Molecular Dynamics on a Model for Nascent High-Density Lipoprotein: Role of Salt Bridges

Abstract

The results of an all-atom molecular dynamics simulation on a discoidal complex made of 1-palmitoyl-2-oleoyl- sn-glycero-3-phosphocholine (POPC) and a synthetic α-helical 18-mer peptide with an apolipoprotein-like charge distribution are presented. The system consists of 12 acetyl-18A-amide (Ac-18A-NH 2) (Anantharamaiah et al., 1985. J. Biol. Chem. 260:10248–10255) molecules and 20 molecules of POPC in a bilayer, 10 in each leaflet, solvated in a sphere of water for a total of 28,522 atoms. The peptide molecules are oriented with their long axes normal to the bilayer (the “picket fence” orientation).

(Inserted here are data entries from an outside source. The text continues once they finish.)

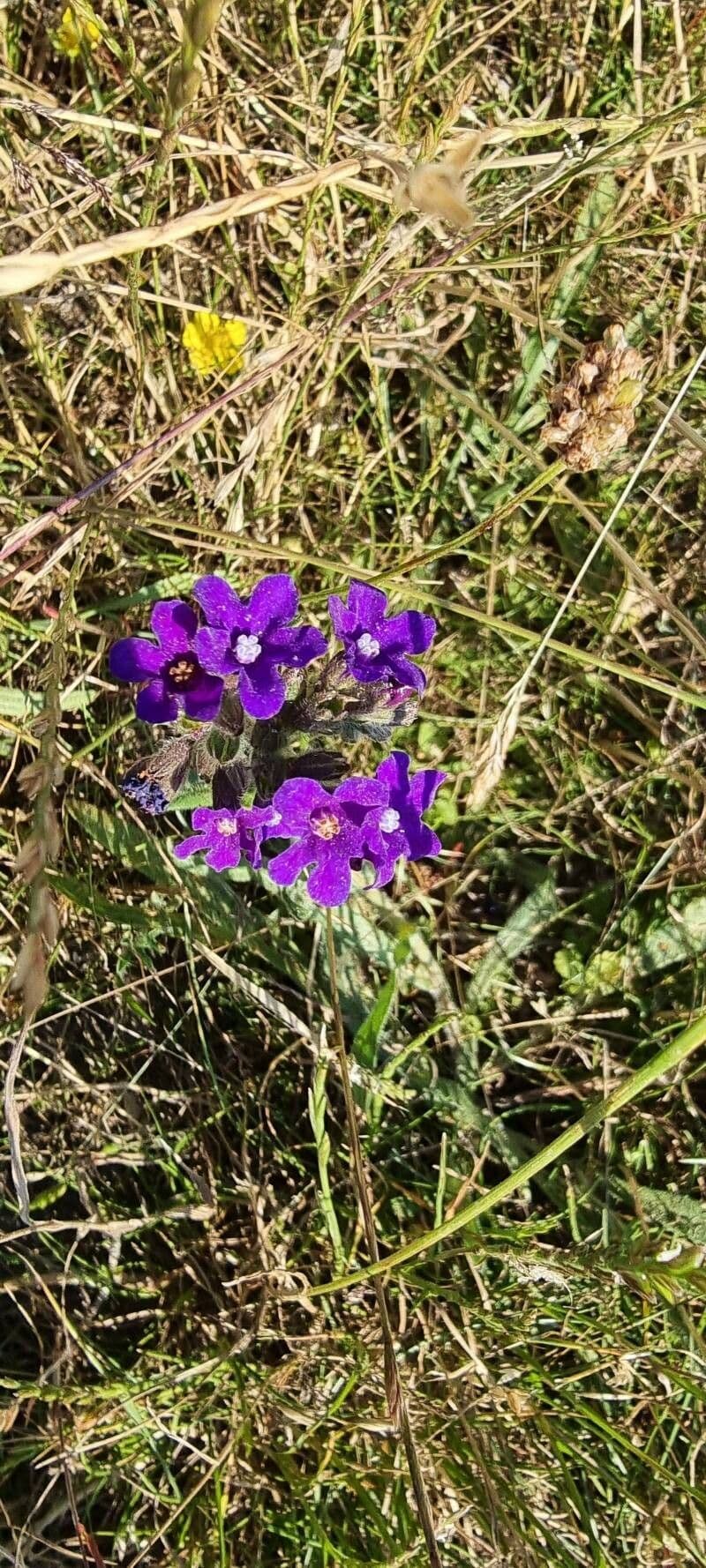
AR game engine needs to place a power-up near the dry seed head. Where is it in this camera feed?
[33,886,60,947]
[184,0,222,55]
[541,323,645,474]
[12,833,47,885]
[166,60,202,111]
[392,163,472,229]
[10,931,47,1018]
[18,756,49,800]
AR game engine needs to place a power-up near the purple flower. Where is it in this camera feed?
[109,599,222,724]
[364,751,447,887]
[174,806,276,872]
[193,572,327,718]
[328,582,436,691]
[267,778,387,905]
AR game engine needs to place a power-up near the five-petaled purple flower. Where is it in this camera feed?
[364,751,447,887]
[328,582,436,691]
[267,778,387,905]
[109,599,222,724]
[193,572,327,718]
[174,806,276,872]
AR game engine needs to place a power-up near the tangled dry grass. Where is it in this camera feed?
[0,0,706,1568]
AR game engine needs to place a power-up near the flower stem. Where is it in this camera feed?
[327,909,441,1568]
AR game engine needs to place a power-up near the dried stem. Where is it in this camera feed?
[327,909,441,1568]
[4,519,97,1225]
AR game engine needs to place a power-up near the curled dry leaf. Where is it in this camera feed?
[468,690,524,810]
[12,833,47,883]
[394,163,472,229]
[541,325,645,474]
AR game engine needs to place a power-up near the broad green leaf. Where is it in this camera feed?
[640,1187,706,1247]
[353,972,397,1068]
[468,872,560,1012]
[507,174,618,429]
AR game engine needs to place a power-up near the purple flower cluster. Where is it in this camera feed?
[267,751,446,905]
[109,572,446,907]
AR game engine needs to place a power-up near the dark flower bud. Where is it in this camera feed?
[284,750,347,784]
[121,735,192,817]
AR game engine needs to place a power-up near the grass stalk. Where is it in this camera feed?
[327,909,441,1568]
[309,1013,706,1296]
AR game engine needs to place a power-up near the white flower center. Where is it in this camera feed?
[236,632,262,665]
[309,810,341,839]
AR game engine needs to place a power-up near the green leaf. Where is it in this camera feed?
[640,1187,706,1247]
[353,972,397,1068]
[507,174,618,429]
[69,800,169,885]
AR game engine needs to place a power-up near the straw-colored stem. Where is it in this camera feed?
[307,1013,706,1296]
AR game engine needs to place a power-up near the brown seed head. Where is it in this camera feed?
[541,323,645,474]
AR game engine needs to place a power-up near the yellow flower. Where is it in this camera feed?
[56,4,101,60]
[182,310,248,377]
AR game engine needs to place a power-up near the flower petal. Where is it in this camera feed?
[306,853,353,909]
[192,806,218,833]
[149,599,199,659]
[184,669,222,724]
[268,780,331,839]
[379,651,427,691]
[333,776,387,810]
[349,582,387,631]
[135,681,179,724]
[402,812,441,861]
[409,768,448,812]
[345,643,387,685]
[328,593,357,639]
[267,836,315,887]
[246,572,300,632]
[375,751,419,798]
[174,833,206,861]
[265,625,327,669]
[109,637,165,681]
[237,657,287,718]
[193,625,242,676]
[371,850,400,887]
[193,574,244,631]
[206,833,240,872]
[379,610,436,653]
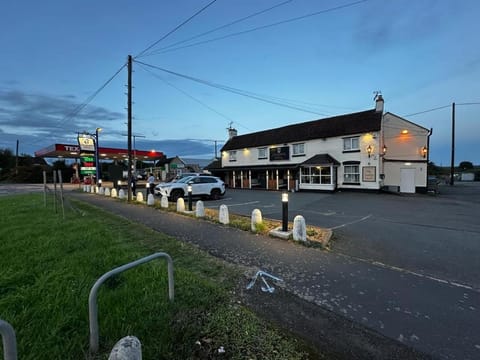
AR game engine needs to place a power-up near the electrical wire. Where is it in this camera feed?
[136,61,233,121]
[403,104,452,117]
[149,0,369,55]
[134,0,217,58]
[52,63,127,134]
[136,61,328,116]
[143,0,293,56]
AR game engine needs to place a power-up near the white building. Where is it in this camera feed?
[213,95,431,193]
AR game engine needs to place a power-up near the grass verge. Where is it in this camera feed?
[0,195,309,360]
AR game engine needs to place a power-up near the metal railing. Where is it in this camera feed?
[88,253,174,354]
[0,320,17,360]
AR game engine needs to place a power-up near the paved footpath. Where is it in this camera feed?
[68,192,480,360]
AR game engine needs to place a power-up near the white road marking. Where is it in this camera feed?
[330,214,372,230]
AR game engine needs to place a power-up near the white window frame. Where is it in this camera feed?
[343,164,360,184]
[292,143,305,156]
[258,147,268,160]
[343,136,360,151]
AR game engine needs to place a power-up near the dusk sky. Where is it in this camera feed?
[0,0,480,166]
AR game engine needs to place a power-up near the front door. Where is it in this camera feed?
[400,168,415,194]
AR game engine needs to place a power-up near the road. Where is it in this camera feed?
[200,183,480,359]
[0,183,480,359]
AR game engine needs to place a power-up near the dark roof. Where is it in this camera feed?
[302,154,340,165]
[221,109,382,151]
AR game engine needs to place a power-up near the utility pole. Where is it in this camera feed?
[450,103,455,186]
[15,139,18,175]
[127,55,132,202]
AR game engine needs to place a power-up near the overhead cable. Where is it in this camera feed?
[134,0,217,58]
[149,0,369,55]
[143,0,293,56]
[136,61,328,116]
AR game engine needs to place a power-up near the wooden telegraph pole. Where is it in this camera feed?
[127,55,133,202]
[450,103,455,186]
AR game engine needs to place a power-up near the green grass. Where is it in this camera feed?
[0,195,308,360]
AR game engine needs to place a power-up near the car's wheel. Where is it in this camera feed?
[210,189,220,200]
[170,190,183,202]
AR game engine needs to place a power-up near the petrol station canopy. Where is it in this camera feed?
[35,144,165,161]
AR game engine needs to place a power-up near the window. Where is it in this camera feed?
[292,143,305,156]
[300,166,332,185]
[343,165,360,184]
[343,136,360,151]
[258,148,267,159]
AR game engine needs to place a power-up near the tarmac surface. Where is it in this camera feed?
[62,187,480,359]
[0,185,480,359]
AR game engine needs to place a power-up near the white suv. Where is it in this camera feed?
[155,175,225,201]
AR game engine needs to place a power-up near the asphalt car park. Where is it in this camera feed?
[205,182,480,291]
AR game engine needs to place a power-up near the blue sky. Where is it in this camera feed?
[0,0,480,165]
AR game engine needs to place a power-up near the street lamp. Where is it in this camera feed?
[282,192,288,232]
[95,128,102,186]
[187,181,192,211]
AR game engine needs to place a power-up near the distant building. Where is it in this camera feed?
[207,95,431,193]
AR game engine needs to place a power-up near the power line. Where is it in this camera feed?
[404,104,452,117]
[144,0,293,56]
[134,0,217,58]
[136,61,328,116]
[149,0,369,55]
[137,61,233,121]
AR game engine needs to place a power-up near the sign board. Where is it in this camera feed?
[270,146,290,161]
[80,154,97,175]
[78,134,95,152]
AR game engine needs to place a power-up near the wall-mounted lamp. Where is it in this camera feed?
[367,145,373,157]
[382,145,388,155]
[420,146,428,158]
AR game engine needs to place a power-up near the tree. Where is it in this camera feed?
[458,161,473,171]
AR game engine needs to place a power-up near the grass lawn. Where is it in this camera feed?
[0,194,309,360]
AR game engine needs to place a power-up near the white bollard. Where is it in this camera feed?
[251,209,263,231]
[292,215,307,241]
[116,188,127,200]
[160,195,168,209]
[147,194,155,206]
[218,205,230,225]
[195,200,205,217]
[108,336,142,360]
[177,198,185,212]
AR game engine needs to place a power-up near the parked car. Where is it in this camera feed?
[155,175,225,201]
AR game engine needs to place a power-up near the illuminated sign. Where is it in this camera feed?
[78,134,95,151]
[80,154,97,175]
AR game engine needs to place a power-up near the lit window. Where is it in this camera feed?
[343,136,360,151]
[343,165,360,184]
[300,166,332,185]
[292,143,305,156]
[258,148,267,159]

This system is analogous to complexes formed in nascent high-density lipoprotein and to Ac-18A-NH 2/phospholipid complexes observed experimentally. The simulation extended over 700 ps, with the last 493 ps used for analysis. The symmetry of this system allows for averaging over different helices to improve sampling, while maintaining explicit all-atom representation of all peptides. The complex is stable on the simulated time scale. Several possible salt bridges between and within helices were studied. A few salt bridge formations and disruptions were observed. Salt bridges provide specificity in interhelical interactions.